The attorney general has obtained a High Court injunction preventing the BBC from identifying an alleged MI5 informant who is said to be ‘a dangerous extremist and misogynist who physically and psychologically abused two female partners’.

Suella Braverman MP applied for an interim injunction to stop the broadcaster revealing the identity of a man known only as X, who is alleged to be a 'covert human intelligence source' (CHIS). She argued that disclosing X’s name or picture would ‘cause real damage to national security’ and lead to ‘a real and immediate risk that X would be killed or subject to serious physical harm’.

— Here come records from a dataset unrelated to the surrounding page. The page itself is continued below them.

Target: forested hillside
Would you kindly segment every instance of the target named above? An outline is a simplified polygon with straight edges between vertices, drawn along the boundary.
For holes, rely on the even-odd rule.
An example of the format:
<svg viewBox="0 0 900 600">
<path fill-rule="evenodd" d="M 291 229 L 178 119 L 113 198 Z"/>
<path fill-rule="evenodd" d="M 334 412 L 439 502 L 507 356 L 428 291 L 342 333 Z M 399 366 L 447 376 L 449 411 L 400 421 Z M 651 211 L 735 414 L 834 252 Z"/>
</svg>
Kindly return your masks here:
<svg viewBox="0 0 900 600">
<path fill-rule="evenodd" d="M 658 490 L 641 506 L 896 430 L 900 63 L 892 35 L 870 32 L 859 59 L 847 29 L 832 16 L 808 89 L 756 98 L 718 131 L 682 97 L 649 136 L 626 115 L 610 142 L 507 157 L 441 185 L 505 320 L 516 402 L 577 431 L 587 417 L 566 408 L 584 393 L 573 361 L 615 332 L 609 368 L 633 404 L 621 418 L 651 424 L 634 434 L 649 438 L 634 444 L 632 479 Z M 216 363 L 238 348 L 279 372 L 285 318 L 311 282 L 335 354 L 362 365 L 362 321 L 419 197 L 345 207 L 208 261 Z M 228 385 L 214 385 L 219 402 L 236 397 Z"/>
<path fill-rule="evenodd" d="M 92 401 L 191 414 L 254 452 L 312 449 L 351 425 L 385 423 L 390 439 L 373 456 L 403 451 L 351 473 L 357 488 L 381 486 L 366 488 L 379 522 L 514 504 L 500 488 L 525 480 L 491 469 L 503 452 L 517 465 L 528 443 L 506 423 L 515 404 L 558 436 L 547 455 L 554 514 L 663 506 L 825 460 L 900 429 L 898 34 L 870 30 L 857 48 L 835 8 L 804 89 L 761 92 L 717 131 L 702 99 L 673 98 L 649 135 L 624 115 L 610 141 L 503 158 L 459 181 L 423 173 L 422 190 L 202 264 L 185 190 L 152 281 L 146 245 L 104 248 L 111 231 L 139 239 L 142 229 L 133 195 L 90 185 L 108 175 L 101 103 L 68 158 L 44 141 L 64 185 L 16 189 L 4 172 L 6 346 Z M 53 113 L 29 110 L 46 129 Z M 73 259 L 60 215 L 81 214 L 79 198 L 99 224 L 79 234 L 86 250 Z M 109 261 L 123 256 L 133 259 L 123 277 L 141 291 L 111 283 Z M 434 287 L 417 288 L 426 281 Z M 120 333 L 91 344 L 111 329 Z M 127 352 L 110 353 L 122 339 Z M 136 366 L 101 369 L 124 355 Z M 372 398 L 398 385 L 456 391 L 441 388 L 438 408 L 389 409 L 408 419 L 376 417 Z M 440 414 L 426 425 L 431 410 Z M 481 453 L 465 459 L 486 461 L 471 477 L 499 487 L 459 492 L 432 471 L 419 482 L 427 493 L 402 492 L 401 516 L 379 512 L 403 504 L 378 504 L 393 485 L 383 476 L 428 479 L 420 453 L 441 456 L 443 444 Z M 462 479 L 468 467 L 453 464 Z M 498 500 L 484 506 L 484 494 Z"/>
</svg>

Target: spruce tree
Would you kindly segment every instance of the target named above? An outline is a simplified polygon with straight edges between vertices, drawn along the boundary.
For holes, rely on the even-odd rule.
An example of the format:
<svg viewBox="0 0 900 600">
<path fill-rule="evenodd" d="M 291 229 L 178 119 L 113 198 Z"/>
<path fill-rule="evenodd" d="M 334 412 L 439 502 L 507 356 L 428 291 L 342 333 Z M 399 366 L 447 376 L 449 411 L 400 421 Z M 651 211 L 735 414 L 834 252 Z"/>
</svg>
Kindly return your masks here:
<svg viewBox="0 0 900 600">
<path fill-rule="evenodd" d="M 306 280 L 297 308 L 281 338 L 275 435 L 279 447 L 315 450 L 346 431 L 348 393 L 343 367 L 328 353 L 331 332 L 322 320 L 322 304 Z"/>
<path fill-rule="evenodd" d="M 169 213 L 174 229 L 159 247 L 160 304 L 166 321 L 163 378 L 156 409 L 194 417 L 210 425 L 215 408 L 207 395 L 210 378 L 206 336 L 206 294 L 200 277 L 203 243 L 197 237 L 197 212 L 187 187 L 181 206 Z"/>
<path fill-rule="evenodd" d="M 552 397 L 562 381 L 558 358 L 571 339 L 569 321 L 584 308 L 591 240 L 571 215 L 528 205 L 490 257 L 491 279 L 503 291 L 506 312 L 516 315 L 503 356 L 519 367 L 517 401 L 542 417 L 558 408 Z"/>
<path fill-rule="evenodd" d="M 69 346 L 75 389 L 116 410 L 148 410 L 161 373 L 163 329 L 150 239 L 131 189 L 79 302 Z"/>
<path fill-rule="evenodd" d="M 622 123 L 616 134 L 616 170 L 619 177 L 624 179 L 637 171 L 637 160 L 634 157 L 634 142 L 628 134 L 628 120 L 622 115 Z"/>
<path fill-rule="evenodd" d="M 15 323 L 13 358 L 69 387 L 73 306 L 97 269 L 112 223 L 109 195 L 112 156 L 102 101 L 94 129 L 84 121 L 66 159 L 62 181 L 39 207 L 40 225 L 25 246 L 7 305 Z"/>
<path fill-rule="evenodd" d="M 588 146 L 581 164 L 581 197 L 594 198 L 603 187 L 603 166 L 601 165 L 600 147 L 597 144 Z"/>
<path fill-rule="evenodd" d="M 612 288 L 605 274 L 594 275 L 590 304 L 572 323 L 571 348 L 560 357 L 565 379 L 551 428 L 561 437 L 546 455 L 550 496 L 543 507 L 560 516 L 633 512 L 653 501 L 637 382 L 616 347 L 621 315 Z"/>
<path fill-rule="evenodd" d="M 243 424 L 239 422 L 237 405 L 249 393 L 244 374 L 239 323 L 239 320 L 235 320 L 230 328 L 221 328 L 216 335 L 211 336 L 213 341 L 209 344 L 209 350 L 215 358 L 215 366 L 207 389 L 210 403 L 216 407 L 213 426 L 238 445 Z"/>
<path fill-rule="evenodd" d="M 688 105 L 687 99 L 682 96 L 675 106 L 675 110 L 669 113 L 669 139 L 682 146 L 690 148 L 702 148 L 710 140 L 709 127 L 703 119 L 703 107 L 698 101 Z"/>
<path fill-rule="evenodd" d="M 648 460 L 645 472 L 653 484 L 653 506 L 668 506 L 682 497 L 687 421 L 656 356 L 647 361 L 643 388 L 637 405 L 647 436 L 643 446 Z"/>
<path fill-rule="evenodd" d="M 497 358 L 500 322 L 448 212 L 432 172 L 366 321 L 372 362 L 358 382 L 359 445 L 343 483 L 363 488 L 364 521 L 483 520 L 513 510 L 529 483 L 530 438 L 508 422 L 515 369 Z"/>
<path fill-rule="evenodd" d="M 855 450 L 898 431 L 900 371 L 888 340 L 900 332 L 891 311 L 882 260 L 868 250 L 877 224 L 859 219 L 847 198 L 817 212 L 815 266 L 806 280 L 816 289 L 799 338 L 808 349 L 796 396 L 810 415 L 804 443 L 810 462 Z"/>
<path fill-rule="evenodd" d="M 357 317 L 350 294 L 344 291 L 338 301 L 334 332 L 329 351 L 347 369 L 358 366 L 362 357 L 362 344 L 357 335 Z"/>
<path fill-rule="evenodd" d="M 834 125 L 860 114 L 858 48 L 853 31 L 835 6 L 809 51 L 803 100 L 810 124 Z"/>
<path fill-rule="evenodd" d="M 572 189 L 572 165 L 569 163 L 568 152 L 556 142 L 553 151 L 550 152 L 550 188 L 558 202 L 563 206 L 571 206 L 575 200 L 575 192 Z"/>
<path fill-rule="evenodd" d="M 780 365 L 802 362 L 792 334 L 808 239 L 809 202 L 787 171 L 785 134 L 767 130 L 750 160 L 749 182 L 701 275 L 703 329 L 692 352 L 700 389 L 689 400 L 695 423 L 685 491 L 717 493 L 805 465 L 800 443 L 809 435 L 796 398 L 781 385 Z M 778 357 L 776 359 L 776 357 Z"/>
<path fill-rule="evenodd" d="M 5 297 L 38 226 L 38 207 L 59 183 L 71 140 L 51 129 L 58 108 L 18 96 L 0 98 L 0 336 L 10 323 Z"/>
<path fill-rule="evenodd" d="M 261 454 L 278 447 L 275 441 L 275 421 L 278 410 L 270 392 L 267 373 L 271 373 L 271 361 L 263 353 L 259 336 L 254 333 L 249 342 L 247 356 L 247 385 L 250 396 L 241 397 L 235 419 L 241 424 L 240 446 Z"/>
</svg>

But the BBC said there was a strong public interest in identifying X, who they argued ‘used his status as a CHIS to coerce and terrify his partner’ which should have led MI5 to stop using him as a CHIS.

Attorney general Suella Braverman

Braverman applied for an interim injunction to stop the BBC revealing the man's identity

Source: Tayfun Salci/ZUMA Press Wire/Shutterstock 

The broadcaster also relied on evidence of X’s violent behaviour towards two former partners, one of who provided a video which is said to show X attacking her with a ‘dangerous weapon’.

However, Mr Justice Chamberlain granted the attorney general an interim injunction to prevent the broadcasting of X’s name and image, which he said would cause ‘a real and immediate risk that X would be killed or seriously injured’.

The judge said: ‘The BBC will still be able to convey what it regards as the core elements of its story, including the allegation that X abused his CHIS status and the allegation that MI5 is at fault for using or continuing to use him as a CHIS.’

He added that the injunction represents ‘a significant interference with the BBC’s right to freedom of expression’, but said the order ‘will not prevent the BBC from making the allegations central to its story’.

A BBC spokesperson said: ‘We fought the case to try to tell as fully as possible two women’s stories and their experiences with X – his abuse of them and his use of his status as an MI5 intelligence source to coerce and terrify one of them, behaviour we say MI5 should have known about and that should have caused them to stop working with X.’ They added that the broadcaster is considering ‘whether there is a basis to appeal’.